I have two hypotheses:


*

*Massive spinors don't have an intrinsic chirality (since they are not eigenstates of chirality operator), the only information I have is about helicity, and the odd thing I described before is actually observed (really odd to me).

*Massive particles have an intrinsic chirality, but I don't see how the chirality information gets encoded into the Dirac spinor / how the weak interaction couples to only half of it. To me it seems that only the helicity information is carried by a spinor.

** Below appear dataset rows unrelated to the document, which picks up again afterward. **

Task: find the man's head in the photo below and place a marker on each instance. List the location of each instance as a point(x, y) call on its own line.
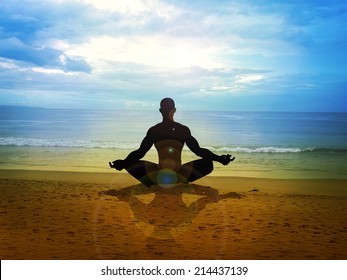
point(167, 107)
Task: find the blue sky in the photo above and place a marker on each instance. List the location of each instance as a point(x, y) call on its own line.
point(207, 55)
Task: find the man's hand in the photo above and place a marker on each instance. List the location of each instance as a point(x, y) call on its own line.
point(117, 164)
point(226, 159)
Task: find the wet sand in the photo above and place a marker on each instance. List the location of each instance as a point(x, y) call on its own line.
point(70, 215)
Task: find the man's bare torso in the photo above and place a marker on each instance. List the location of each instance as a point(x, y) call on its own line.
point(169, 139)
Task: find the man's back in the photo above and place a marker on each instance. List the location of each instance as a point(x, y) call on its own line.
point(169, 139)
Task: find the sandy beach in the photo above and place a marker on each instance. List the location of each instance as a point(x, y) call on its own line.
point(70, 215)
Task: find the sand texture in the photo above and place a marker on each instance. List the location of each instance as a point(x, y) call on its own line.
point(62, 215)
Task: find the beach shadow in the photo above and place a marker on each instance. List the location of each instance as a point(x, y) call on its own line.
point(165, 213)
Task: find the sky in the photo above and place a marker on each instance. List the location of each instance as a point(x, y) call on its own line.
point(250, 55)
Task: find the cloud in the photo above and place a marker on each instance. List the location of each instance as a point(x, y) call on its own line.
point(113, 52)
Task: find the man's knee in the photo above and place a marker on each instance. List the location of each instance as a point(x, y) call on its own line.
point(208, 165)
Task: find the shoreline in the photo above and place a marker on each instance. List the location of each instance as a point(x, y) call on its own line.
point(79, 215)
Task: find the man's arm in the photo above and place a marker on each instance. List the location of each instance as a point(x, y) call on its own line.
point(134, 156)
point(194, 146)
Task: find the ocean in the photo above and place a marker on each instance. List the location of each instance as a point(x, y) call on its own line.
point(265, 144)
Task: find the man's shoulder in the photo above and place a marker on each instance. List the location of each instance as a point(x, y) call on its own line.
point(161, 128)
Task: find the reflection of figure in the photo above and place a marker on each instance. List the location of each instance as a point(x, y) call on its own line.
point(167, 214)
point(169, 138)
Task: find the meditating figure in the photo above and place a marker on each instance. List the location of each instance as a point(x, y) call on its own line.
point(169, 138)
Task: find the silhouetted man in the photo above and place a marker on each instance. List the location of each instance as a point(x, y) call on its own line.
point(168, 138)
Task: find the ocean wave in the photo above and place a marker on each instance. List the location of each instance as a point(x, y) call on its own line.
point(68, 143)
point(78, 143)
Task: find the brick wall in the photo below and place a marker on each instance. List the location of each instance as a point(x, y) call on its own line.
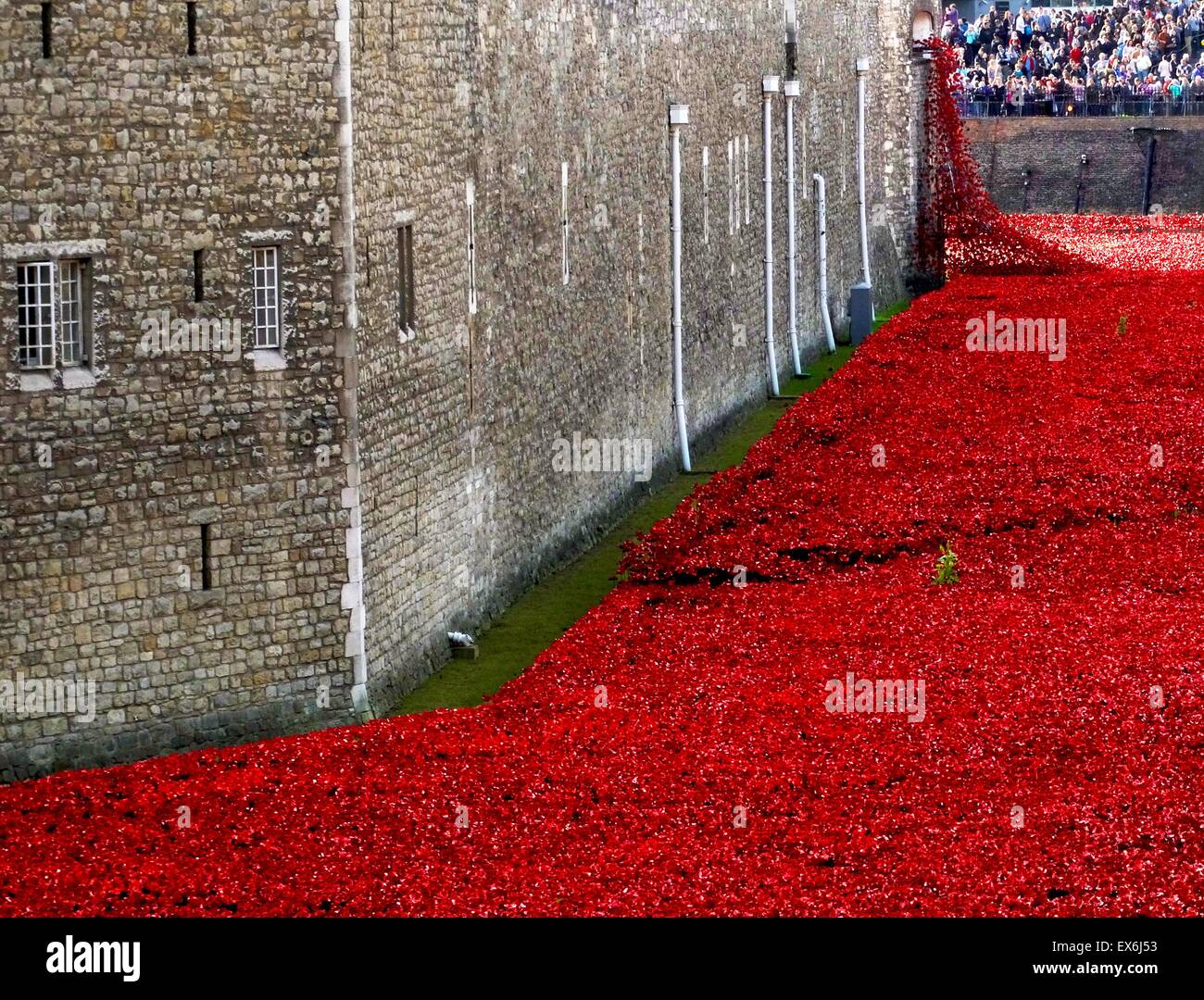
point(125, 148)
point(1047, 155)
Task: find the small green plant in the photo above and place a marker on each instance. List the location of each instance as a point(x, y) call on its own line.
point(947, 566)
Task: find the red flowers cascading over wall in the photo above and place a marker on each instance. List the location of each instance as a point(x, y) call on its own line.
point(959, 230)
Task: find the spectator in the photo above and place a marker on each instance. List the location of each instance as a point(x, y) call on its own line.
point(1138, 56)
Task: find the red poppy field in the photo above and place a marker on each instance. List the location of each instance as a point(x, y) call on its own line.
point(1031, 740)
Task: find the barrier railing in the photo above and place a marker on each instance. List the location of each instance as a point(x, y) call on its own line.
point(1088, 107)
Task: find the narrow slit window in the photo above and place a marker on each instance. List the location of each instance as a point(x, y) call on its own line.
point(747, 187)
point(733, 196)
point(564, 223)
point(47, 31)
point(192, 28)
point(206, 559)
point(72, 345)
point(266, 281)
point(197, 276)
point(406, 306)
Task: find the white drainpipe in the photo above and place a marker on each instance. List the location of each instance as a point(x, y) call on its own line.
point(791, 91)
point(769, 88)
point(862, 71)
point(353, 595)
point(679, 116)
point(821, 224)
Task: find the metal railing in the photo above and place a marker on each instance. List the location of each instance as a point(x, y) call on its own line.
point(1092, 106)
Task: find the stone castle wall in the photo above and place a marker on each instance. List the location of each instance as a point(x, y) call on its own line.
point(1035, 164)
point(124, 149)
point(372, 489)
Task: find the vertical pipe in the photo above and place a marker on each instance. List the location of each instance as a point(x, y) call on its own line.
point(1148, 181)
point(769, 88)
point(862, 71)
point(821, 228)
point(791, 91)
point(679, 116)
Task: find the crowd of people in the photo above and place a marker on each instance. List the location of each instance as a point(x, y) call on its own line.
point(1140, 56)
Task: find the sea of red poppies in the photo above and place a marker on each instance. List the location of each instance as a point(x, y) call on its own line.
point(781, 710)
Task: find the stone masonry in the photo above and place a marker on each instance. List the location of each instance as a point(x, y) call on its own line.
point(223, 539)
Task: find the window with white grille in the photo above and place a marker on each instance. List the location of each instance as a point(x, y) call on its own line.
point(71, 350)
point(52, 314)
point(266, 281)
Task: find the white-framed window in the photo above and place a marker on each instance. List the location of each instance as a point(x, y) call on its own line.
point(266, 284)
point(52, 314)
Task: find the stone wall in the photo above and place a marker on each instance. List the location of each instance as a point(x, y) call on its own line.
point(462, 505)
point(373, 488)
point(1035, 164)
point(124, 149)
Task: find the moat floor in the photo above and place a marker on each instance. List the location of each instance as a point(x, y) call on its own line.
point(782, 710)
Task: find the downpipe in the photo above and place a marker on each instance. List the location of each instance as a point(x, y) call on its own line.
point(821, 241)
point(679, 116)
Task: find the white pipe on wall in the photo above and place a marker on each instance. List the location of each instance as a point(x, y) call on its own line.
point(769, 88)
point(791, 92)
point(679, 116)
point(862, 71)
point(821, 241)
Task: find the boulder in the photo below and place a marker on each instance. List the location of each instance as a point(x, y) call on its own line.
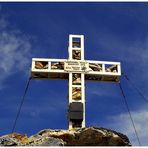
point(88, 136)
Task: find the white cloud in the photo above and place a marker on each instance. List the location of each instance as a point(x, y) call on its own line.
point(14, 51)
point(123, 124)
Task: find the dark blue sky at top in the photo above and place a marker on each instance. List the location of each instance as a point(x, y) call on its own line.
point(112, 31)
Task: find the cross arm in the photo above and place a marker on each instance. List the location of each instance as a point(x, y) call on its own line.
point(103, 71)
point(44, 68)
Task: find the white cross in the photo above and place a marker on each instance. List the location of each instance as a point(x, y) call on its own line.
point(76, 70)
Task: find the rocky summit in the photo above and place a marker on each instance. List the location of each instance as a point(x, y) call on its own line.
point(88, 136)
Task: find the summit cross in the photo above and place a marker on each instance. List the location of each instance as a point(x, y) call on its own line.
point(77, 71)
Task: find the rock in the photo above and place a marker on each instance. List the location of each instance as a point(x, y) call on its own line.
point(89, 136)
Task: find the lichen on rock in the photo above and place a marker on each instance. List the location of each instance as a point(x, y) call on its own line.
point(89, 136)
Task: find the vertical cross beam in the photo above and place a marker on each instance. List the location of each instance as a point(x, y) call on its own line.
point(76, 83)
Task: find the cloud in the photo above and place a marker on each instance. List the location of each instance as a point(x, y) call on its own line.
point(123, 124)
point(14, 51)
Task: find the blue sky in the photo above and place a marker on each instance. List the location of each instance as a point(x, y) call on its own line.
point(113, 32)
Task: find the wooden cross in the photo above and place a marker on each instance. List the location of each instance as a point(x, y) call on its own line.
point(76, 70)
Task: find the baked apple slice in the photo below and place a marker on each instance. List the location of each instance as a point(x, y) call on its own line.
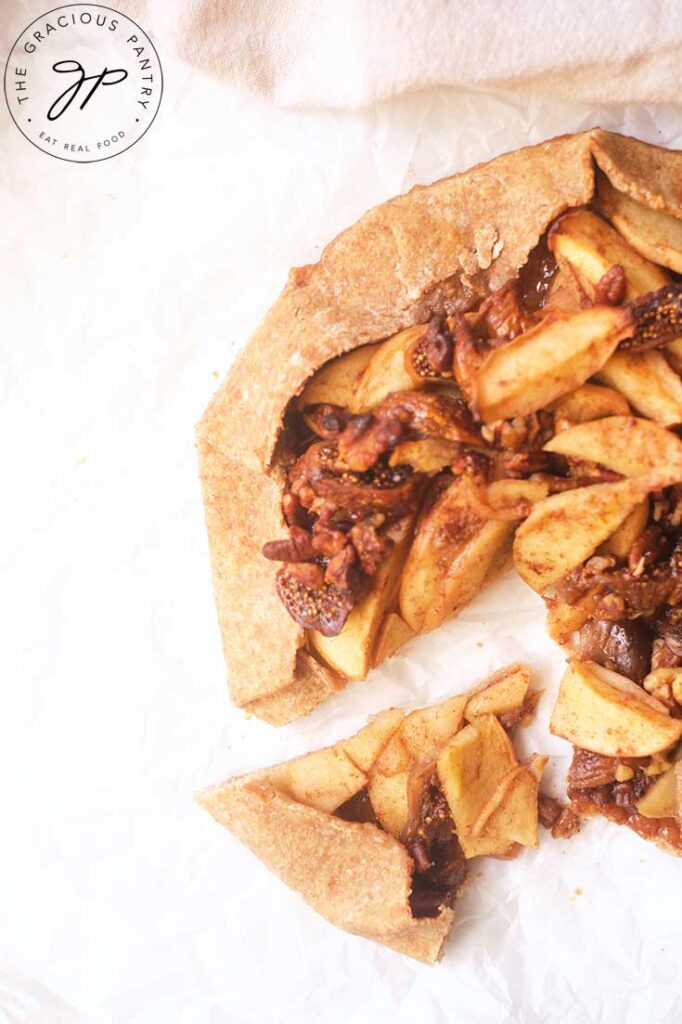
point(603, 712)
point(565, 528)
point(630, 445)
point(313, 822)
point(592, 247)
point(478, 772)
point(351, 651)
point(387, 370)
point(511, 813)
point(454, 552)
point(591, 401)
point(654, 235)
point(503, 692)
point(622, 540)
point(548, 361)
point(336, 382)
point(648, 382)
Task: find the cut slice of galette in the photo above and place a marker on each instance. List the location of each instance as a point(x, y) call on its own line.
point(627, 749)
point(377, 833)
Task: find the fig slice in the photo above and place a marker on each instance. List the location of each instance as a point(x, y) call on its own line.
point(654, 235)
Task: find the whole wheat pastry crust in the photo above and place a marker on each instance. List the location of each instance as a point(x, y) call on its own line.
point(434, 250)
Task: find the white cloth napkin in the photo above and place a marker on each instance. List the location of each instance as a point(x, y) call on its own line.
point(349, 53)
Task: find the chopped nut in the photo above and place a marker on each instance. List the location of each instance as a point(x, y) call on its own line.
point(663, 683)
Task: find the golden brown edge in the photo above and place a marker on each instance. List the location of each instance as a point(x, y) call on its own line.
point(355, 876)
point(434, 247)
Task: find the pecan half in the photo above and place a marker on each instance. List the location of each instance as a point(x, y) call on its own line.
point(610, 288)
point(297, 549)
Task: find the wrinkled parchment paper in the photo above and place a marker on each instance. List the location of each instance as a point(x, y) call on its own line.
point(127, 287)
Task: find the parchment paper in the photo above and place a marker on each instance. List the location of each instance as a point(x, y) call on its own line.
point(127, 288)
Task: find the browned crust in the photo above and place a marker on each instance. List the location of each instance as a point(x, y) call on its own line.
point(430, 251)
point(355, 876)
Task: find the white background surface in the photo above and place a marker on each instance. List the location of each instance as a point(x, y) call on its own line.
point(127, 286)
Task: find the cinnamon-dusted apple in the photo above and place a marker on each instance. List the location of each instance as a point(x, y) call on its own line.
point(626, 758)
point(654, 235)
point(592, 248)
point(313, 821)
point(454, 551)
point(566, 528)
point(505, 691)
point(648, 382)
point(551, 360)
point(424, 356)
point(590, 401)
point(336, 382)
point(603, 712)
point(630, 445)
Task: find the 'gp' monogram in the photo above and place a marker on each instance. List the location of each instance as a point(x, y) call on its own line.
point(110, 76)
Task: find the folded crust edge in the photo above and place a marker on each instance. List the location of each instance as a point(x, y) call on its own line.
point(431, 249)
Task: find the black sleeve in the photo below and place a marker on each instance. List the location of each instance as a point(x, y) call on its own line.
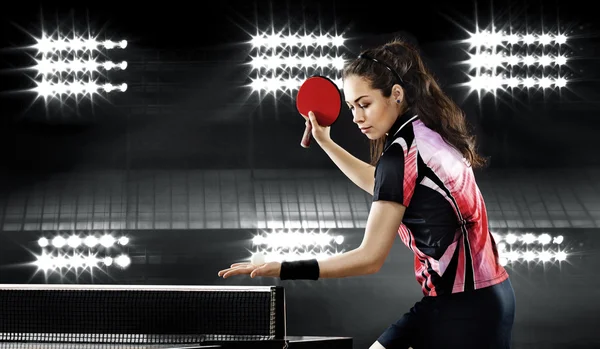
point(391, 182)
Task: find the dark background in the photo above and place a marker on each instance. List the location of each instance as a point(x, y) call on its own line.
point(186, 109)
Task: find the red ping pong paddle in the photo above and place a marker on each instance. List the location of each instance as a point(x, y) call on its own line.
point(321, 96)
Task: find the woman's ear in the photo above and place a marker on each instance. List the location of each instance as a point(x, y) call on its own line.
point(398, 93)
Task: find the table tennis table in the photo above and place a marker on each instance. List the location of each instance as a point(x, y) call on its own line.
point(314, 342)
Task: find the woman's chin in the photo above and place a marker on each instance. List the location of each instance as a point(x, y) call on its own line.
point(372, 136)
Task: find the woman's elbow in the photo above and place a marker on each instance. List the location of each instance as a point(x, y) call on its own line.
point(374, 266)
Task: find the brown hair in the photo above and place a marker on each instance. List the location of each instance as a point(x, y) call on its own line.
point(422, 94)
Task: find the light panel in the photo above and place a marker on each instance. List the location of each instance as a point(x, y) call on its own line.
point(283, 62)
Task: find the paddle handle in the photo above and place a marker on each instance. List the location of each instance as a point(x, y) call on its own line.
point(305, 143)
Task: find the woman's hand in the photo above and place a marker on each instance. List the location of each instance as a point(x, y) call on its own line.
point(272, 269)
point(320, 133)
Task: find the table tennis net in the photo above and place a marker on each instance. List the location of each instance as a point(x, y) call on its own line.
point(140, 315)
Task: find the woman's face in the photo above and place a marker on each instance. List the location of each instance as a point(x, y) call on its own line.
point(372, 112)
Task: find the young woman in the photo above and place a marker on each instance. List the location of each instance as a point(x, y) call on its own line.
point(423, 186)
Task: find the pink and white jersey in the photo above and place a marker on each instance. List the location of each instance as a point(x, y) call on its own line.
point(445, 223)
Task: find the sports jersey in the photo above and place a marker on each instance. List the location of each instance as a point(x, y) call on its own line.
point(445, 222)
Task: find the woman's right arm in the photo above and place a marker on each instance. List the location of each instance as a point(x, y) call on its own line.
point(359, 172)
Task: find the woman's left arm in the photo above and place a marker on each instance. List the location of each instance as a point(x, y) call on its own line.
point(384, 220)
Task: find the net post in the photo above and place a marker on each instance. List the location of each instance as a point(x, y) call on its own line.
point(279, 312)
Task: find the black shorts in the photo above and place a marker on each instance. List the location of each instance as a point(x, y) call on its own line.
point(480, 319)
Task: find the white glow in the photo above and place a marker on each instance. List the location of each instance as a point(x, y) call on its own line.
point(280, 245)
point(69, 66)
point(282, 63)
point(499, 61)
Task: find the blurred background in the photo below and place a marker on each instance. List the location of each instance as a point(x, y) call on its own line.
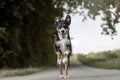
point(27, 29)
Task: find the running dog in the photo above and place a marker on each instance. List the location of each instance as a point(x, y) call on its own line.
point(62, 44)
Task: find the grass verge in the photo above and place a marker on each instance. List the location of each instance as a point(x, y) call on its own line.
point(19, 72)
point(104, 60)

 A: You are correct that for a massive spinor, helicity is not Lorentz invariant. For a massless spinor, helicity is Lorentz invariant and coincides with chirality. Chirality is always Lorentz invariant.


*

*Helicity defined
$$
\hat h = \vec\Sigma \cdot \hat p,
$$
commutes with the Hamiltonian,
$$
[\hat h, H] = 0,
$$
but is clearly not Lorentz invariant, because it contains a dot product of a three-momentum.

*Chirality defined
$$
\gamma_5 = i\gamma_0 \ldots \gamma_3,
$$
is Lorentz invariant, but does not commute with the Hamiltonian,
$$
[\gamma_5, H] \propto m
$$
because a mass term mixes chirality, $m\bar\psi_L\psi_R$. If $m=0$, you can show from the massless Dirac equation that $\gamma_5 = \hat h$ when acting on a spinor.
Your second answer is closest to the truth:

The weak interaction couples only with left chiral spinors and is not frame/observer dependent.

A left chiral spinor can be written
$$
\psi_L = \frac12 (1+\gamma_5) \psi.
$$
If $m=0$, the left and right chiral parts of a spinor are independent. They obey separate Dirac equations. 
If $m\neq0$, the mass states $\psi$, 
$$
m(\bar\psi_R \psi_L + \bar\psi_L \psi_R) = m\bar\psi\psi\\
\psi = \psi_L + \psi_R
$$
are not equal to the interaction states, $\psi_L$ and $\psi_R$. There is a single Dirac equation for $\psi$ that is not separable into two equations of motion (one for $\psi_R$ and one for $\psi_L$).
If an electron, say, is propagating freely, it is a mass eigenstate, with both left and right chiral parts propagating.